Arsenal will get extra money to spend after Emirates deal
Arsenal's new £150m deal with Emirates will give the club extra money to spend on new players next summer, says chief executive Ivan Gazidis.
Dubai-based airline Emirates will pay Arsenal £30m per season for shirt and stadium sponsorship.
"This will be one of the biggest deals ever struck in the game of football," said Gazidis.
"We'll have additional money this financial year, which will be available to invest in the summer."
Arsenal originally signed a £90m contract with Emirates in 2004, covering eight years of shirt sponsorship (£48m) and 15 years of stadium naming rights (£42m) from 2006.
The Gunners currently receive £5.5m per year for shirt sponsorship, which is bettered by eight other Premier League sides, but once the new deal kicks in, they will only be eclipsed in England by Manchester United.
Arsene Wenger, who has been criticised for a perceived lack of spending, will have £40m available for new signings in January and the first £30m instalment from Emirates will arrive in time for the following transfer window.
"The deal is all about football, it's all about giving us the resources to be able to invest in what we put on to the field for our fans," said Gazidis, whose club have not won a trophy since 2005.
"This is an important and exciting day for our club. It is good news for Arsenal and our fans.
"The strategy, which has been driven and supported by [majority shareholder] Stan Kroenke and our board, is to grow our commercial revenues so that we can have more money to be able to invest in the playing side.
"This is as dramatic as the move into the new stadium [in 2006] was in propelling the club forward.

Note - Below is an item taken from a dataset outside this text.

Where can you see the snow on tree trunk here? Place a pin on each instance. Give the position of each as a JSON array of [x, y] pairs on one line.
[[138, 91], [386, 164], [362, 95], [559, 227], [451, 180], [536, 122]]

Our revenues will grow to put us into the top five revenue clubs in the world."
Boutros Boutros, head of corporate communications at Emirates, added: "We would love Arsenal to win [trophies] and we hope this amount of money we are paying now will help them to invest more into the club."
Arsenal's last published accounts show a revenue of £235m, of which £52.5m was from commercial activities - a rise of just £4.4m (9%) since 2009.
The Gunners can also look forward to an improved kit supplier deal when their current contract with Nike expires in 2014.
Arsenal receive £8m per year from Nike, whereas Manchester United earn £25.4m from the same manufacturer and Liverpool £25m from Warrior Sports.
The Gunners will not, however, follow United in having a separate sponsor for their training kit.
At present, Arsenal's matchday income is one of the highest in Europe but it accounts for more than 40% of their total revenue - an unusually high percentage for a leading club.
The Emirates deal will lower that figure but, when asked if it would result in lower ticket prices, Gazidis replied: "I didn't say they would come down.
"I think we've been very responsible on ticket pricing over time. Since we moved to the new stadium we've had two increases in season ticket prices and both of those have been inflationary.
"We've tried very hard to balance the demand that we spend more money in the market with also trying to take a long-term responsible attitude towards our fanbase.
"Despite the fact that we've got long waiting lists in the stadium, we haven't pushed ticket prices forward, we've tried to hold them to a responsible level.
"The expansion of our revenue base will help us in managing that relationship."